The architecture of new surveillance like RFID logically isn’t the same as that of the panopticon. The buildings of classic institutions symbolize the central control and monitoring of civilians in Foucault’s disciplinary society. In the control society the architecture’s prominence disappears, it’s place taken by a whole of invisible surveillance, continuously watching us. Instead of direct discipline and a consciousness of the physical borders of controlling institutions, the control society creates discipline by conditioning the civilian to accept constant surveillance.

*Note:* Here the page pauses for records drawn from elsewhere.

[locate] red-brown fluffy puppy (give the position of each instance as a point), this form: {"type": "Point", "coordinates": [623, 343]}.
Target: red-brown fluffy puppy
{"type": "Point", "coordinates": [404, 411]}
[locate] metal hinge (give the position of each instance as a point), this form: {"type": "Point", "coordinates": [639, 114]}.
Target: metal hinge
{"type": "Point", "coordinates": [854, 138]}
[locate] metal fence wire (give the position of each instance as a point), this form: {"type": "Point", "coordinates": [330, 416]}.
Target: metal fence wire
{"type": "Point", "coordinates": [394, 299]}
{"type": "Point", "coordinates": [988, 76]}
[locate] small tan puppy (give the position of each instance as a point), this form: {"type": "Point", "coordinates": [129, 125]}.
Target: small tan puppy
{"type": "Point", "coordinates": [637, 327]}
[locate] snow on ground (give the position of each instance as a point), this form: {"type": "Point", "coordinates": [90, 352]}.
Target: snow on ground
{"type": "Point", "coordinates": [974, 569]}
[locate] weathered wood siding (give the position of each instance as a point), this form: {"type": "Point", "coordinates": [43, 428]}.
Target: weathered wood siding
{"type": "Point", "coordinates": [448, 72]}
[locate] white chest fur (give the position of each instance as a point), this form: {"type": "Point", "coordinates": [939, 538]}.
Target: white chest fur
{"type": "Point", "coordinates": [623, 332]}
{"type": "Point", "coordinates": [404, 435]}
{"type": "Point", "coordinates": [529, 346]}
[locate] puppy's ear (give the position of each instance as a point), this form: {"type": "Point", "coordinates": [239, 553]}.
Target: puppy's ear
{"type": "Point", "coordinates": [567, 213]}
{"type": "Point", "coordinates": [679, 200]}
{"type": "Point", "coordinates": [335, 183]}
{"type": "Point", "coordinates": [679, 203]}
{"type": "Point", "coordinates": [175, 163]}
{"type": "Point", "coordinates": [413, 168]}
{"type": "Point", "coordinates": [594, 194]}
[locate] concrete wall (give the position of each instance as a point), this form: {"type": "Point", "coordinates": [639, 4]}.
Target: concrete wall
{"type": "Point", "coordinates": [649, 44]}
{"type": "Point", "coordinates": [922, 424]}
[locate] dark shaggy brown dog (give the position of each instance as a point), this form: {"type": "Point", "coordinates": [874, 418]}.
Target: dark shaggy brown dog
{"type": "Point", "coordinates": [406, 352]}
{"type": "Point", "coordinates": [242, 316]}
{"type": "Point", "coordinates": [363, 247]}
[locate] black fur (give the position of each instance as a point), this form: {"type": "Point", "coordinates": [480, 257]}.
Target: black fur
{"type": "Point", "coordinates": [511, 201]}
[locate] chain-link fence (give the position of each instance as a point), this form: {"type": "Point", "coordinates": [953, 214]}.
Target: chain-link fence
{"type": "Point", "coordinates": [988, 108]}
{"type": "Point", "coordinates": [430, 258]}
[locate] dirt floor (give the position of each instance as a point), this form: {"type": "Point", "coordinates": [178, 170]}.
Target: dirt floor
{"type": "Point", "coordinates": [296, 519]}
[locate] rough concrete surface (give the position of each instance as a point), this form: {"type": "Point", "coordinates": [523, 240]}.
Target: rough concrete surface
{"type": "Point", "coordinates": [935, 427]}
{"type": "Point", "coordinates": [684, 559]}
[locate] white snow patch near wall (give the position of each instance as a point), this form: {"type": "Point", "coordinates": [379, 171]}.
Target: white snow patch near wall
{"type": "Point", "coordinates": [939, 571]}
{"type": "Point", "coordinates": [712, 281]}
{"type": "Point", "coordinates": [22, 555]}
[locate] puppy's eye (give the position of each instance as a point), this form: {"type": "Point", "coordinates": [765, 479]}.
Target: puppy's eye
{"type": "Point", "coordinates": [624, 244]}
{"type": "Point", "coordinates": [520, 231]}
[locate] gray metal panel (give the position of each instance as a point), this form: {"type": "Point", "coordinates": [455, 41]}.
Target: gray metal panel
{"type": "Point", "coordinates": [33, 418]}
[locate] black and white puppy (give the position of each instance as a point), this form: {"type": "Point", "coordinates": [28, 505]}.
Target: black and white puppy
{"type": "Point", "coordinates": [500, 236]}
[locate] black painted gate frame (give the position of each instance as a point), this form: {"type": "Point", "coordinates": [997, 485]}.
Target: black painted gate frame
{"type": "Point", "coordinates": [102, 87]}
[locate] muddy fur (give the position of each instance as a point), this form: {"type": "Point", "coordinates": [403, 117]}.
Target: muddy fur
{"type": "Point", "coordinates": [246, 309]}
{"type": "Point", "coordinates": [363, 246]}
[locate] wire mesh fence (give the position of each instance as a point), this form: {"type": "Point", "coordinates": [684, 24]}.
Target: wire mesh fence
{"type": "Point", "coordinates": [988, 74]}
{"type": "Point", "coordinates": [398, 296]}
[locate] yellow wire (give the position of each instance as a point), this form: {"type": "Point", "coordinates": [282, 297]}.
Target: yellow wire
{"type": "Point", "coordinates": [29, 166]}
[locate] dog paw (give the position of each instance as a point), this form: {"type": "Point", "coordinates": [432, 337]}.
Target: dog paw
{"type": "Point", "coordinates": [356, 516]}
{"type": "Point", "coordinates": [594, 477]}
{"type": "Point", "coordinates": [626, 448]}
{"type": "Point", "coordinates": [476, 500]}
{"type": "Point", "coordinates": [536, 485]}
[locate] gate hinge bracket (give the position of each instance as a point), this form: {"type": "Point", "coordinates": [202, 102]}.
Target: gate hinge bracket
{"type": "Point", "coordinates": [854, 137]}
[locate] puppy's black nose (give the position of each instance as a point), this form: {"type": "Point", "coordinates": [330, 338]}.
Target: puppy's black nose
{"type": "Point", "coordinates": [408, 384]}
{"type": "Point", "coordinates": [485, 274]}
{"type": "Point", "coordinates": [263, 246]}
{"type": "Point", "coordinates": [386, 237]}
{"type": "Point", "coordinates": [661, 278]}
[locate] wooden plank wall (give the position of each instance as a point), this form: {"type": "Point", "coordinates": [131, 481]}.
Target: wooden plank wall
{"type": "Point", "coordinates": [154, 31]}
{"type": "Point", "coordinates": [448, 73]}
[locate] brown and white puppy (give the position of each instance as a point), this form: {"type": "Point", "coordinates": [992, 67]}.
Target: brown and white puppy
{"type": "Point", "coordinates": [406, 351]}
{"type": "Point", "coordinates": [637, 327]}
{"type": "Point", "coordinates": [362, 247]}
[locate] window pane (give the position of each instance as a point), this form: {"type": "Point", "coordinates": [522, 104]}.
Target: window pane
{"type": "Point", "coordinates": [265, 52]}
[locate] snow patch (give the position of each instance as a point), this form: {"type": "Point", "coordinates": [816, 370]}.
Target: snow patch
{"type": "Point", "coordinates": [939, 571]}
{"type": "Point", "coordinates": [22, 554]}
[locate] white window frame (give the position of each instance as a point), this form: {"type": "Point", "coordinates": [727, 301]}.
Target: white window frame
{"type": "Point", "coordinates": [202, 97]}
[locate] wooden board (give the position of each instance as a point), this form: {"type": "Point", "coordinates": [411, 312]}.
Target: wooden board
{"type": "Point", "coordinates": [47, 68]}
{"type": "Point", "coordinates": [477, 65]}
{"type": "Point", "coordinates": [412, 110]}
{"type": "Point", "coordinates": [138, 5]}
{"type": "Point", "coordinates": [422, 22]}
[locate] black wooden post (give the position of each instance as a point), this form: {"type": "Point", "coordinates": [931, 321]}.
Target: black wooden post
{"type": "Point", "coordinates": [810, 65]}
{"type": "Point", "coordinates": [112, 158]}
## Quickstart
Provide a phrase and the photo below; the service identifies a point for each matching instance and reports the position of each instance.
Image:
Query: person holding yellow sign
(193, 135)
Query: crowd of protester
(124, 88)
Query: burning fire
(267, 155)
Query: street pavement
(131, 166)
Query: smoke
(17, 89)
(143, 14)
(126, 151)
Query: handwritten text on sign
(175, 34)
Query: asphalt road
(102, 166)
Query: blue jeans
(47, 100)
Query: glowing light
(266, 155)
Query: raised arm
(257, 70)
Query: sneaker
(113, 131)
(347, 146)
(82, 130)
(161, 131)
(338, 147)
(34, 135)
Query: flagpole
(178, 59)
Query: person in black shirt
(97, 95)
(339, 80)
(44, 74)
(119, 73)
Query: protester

The power districts expand, to overlap one another, growing to be a whole covering all reality. We know we are being watched and that it is all for our ‘security’. Obedience is a logical result.

  1. McCullough, Malcolm. ‘Digital Ground. Architecture, Pervasive Computing, and Environmental Knowing’. The MIT Press (2005): p. 2-24.
  2. Orwell, George. ‘1984’, New York: Penguin, 1949.
  3. Foucault, Michel. ‘Discipline and Punish; the Birth of the Prison’, New York: Vintage Books, 1995.
  4. Deleuze, Gilles. ‘Postscript on Control Societies’ in Thomas Levin, Ursula Frohne and Peter Weibel (eds.), Ctrl Space: Rhetorics of Surveillance from Bentham to Big Brother, Cambridge, MA: MIT Press (2002): p. 317-321.
  5. Hoven, van den, Jeroen en Vermaas, Pieter E. ‘Nano-Technology and Privacy: On Continuous Surveillance Outside the Panopticon’, Journal of Medicine and Philosophy, 2007, 32:283-297.